Let's make it simple: assuming we have one big enough bucket and two cups with volume x and y, respectively. 
Now we want to perform a series of operation -- pouring water in and out only by those two cups.
Somehow, there will be only z water left in this big bucket eventually. Then the equation will be:

z = m * x + n * y

m means using cup-x m times. If m is positive, it means pouring in. Otherwise, it's pouring out.

For example, 4 = (-2) * 3 + 2 * 5, which means you pour in water twice with cup-5 and pour out water twice with cup-3. 
Talk back to the question, it's like we first fill jug-5, pour water to jug-3 from jug-5, empty jug-3, 
pour the remaining 2 water into jug-3 from jug-5, fill jug-5 again, pour water into jug-3 from jug-5, empty jug-3, 
then we have only 4 water left in jug-5. It's exactly fill jug-5 twice and empty jug-3 twice.

Now the question is, can we find those two m and n exist?

The answer is YES. Here we need a little math -- Bezout's identity, which is:

We can always find a and b to satisfy ax + by = d where d = gcd(x, y)

So, everything is clear, if z % d == 0, then we have (ax + by)* (z/d) = d*(z/d) => (a*z/d)*x + (b*z/d)*y = z, which means m and n exist.

*/
public class Solution {
    public boolean canMeasureWater(int x, int y, int z) {
        if(x+y < z) return false;
        if(x == z || y == z || x+y == z) return true;
        return z % GCD(x, y) == 0;
    }
    
    public int GCD(int x, int y) {
        if(y == 0) return x;
        return GCD(y, x%y);
    }
}

Proof for Bezout's identity:
https://en.wikipedia.org/wiki/Bézout%27s_identity
Bézout's identity (also called Bézout's lemma) is a theorem in elementary number theory: let x and y be nonzero integers and let d 
be their greatest common divisor.

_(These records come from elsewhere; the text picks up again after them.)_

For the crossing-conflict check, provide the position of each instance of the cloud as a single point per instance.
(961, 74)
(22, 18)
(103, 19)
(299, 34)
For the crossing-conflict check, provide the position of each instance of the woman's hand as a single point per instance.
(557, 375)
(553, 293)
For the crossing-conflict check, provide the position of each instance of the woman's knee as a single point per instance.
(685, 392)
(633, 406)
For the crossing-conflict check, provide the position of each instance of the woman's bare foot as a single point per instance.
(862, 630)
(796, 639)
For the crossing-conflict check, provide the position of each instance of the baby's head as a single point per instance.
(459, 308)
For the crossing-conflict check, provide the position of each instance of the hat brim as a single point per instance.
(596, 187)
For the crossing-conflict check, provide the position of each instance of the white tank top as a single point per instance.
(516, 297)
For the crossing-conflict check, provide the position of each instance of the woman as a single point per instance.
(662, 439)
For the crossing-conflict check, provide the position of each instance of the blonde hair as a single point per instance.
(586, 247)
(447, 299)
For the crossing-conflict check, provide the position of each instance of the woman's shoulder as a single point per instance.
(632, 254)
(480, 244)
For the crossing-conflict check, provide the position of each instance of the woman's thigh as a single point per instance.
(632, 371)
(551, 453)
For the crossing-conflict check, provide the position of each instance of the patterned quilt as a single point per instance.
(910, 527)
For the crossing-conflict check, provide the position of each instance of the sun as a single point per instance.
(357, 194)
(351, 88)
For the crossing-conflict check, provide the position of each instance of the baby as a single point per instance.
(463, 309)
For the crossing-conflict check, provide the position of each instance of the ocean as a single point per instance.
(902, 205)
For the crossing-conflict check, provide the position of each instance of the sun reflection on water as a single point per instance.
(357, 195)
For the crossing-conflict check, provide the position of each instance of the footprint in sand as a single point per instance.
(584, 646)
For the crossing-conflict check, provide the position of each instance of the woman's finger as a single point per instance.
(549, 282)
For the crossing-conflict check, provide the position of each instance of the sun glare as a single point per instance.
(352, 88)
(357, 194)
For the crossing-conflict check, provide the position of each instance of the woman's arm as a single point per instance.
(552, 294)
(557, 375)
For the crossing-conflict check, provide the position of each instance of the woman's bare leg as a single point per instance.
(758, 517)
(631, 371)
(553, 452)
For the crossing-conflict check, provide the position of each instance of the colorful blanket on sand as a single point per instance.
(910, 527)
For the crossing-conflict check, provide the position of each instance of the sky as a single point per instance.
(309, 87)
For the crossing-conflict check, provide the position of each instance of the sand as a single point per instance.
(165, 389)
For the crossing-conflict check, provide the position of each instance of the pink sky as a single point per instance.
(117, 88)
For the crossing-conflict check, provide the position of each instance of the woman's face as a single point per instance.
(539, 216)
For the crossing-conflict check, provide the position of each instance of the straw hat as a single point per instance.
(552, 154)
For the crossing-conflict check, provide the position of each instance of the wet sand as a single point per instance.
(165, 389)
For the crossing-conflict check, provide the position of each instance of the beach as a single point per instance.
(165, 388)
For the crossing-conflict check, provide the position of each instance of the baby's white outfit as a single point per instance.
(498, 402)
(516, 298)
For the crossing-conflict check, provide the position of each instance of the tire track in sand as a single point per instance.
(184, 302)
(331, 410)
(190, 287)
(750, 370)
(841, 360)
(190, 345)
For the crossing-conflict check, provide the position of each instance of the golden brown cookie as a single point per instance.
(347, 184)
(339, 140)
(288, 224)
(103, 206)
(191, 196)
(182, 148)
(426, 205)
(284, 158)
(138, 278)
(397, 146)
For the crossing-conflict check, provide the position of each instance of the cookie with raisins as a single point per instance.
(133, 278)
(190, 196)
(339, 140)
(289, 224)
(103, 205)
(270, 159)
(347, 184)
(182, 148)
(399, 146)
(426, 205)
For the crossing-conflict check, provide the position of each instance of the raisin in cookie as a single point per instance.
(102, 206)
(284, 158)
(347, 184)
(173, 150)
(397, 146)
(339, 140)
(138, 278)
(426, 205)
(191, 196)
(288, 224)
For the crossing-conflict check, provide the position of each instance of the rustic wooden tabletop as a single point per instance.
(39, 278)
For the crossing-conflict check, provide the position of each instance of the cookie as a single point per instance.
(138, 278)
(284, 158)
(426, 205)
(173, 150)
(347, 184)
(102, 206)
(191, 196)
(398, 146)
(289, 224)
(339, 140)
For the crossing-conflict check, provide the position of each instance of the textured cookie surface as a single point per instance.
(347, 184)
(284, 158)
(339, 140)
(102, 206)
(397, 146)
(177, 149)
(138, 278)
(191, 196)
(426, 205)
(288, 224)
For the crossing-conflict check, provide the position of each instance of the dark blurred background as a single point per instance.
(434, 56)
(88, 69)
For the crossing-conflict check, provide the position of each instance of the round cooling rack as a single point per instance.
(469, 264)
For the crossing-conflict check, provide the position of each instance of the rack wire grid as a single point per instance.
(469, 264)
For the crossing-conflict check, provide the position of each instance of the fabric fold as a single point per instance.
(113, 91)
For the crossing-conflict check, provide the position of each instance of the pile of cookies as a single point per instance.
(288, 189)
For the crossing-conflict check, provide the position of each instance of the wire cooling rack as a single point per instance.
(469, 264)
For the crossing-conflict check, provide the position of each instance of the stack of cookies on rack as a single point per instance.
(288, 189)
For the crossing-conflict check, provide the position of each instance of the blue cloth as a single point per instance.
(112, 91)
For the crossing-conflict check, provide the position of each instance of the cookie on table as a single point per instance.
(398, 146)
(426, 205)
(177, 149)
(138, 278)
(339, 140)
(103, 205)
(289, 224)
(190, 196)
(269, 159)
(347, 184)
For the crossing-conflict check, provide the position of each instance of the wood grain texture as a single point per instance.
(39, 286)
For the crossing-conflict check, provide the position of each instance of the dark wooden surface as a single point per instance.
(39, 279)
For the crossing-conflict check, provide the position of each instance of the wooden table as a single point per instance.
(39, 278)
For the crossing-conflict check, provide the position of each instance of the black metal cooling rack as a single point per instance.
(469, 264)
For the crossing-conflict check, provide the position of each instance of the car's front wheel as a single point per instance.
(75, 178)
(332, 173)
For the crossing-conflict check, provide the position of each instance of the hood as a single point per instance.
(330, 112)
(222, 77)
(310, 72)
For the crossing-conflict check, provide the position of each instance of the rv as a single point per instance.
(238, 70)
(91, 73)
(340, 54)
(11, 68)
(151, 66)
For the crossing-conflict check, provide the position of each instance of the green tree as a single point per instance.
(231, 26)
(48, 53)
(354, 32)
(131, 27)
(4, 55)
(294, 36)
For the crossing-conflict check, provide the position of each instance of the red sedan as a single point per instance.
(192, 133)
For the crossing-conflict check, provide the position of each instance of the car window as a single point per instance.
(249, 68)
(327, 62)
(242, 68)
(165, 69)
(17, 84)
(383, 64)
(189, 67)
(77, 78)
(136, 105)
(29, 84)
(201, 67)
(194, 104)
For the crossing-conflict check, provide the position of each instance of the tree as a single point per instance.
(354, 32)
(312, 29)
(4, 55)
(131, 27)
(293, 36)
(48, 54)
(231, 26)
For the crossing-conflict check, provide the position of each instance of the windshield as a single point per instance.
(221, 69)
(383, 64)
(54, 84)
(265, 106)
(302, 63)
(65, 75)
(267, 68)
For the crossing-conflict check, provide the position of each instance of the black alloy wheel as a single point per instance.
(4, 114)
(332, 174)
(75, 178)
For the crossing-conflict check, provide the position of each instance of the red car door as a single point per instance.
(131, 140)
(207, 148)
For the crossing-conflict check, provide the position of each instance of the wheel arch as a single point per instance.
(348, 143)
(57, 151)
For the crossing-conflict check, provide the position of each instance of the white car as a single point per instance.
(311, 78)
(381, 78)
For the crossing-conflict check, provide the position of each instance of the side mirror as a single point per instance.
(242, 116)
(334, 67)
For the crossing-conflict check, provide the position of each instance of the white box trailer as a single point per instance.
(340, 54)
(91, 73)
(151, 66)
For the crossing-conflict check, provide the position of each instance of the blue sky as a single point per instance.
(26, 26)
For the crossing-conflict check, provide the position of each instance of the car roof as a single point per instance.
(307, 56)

Then there exist integers a and b such that
a*x + b*y = d 

In addition,
the greatest common divisor d is the smallest positive integer that can be written as ax + by
every integer of the form ax + by is a multiple of the greatest common divisor d.

Bezout's identity is based on the property of Euclidean division, namely: that dividing a positive integer p by a positive integer q
yields a reminder greater than or equal to zero and strictly less than q
i.e. p = nq + r, 0 <= r < q

To begin the proof of Bezout's identity, let d be the smallest positive integer of the form ax + by. Specifically,
let d = sx + ty
let n = ax + by n > d
if n is not divisible by d, then according to Euclidean division,
n = qd + r, 0 < r < d
r = n - qd = ax + by - q(sx + ty) = (a-qs)x + (b-qt)y
which of course is the form ax + by
But r < d which violates the original premise that d is the smallest number in that form, therefore r = 0 and 
n is divisible by d

Since n can be any number of the form ax + by, lets look at the following example:
n = 1*x + 0*y = x
n = 0*x + 1*y = y
Therefore, d is a common divisor to both x and y

If there exists another common divisor(c) of a and b,then it also divides d
x = pc
y = qc
d = sx + ty = pcs + qct = c(ps + qt)
if c divides d, then c <= d
Therefore, (finally) d is the greatest common divisor.


Proof for GCD:
The greatest common divisor (gcd) of two positive integers is the largest integer that divides both without remainder. 
Euclid’s algorithm is based on the following property: if p>q then the gcd of p and q is the same as the gcd of p%q and q. 
p%q is the remainder of p which cannot be divided by q, e.g. 33 % 5 is 3. This is based on the fact that the gcd of p and q also 
must divided (p-q) or (p-2q) or (p-3q). Therefore you can subtract the maximum of a multitude q from p which is p%q.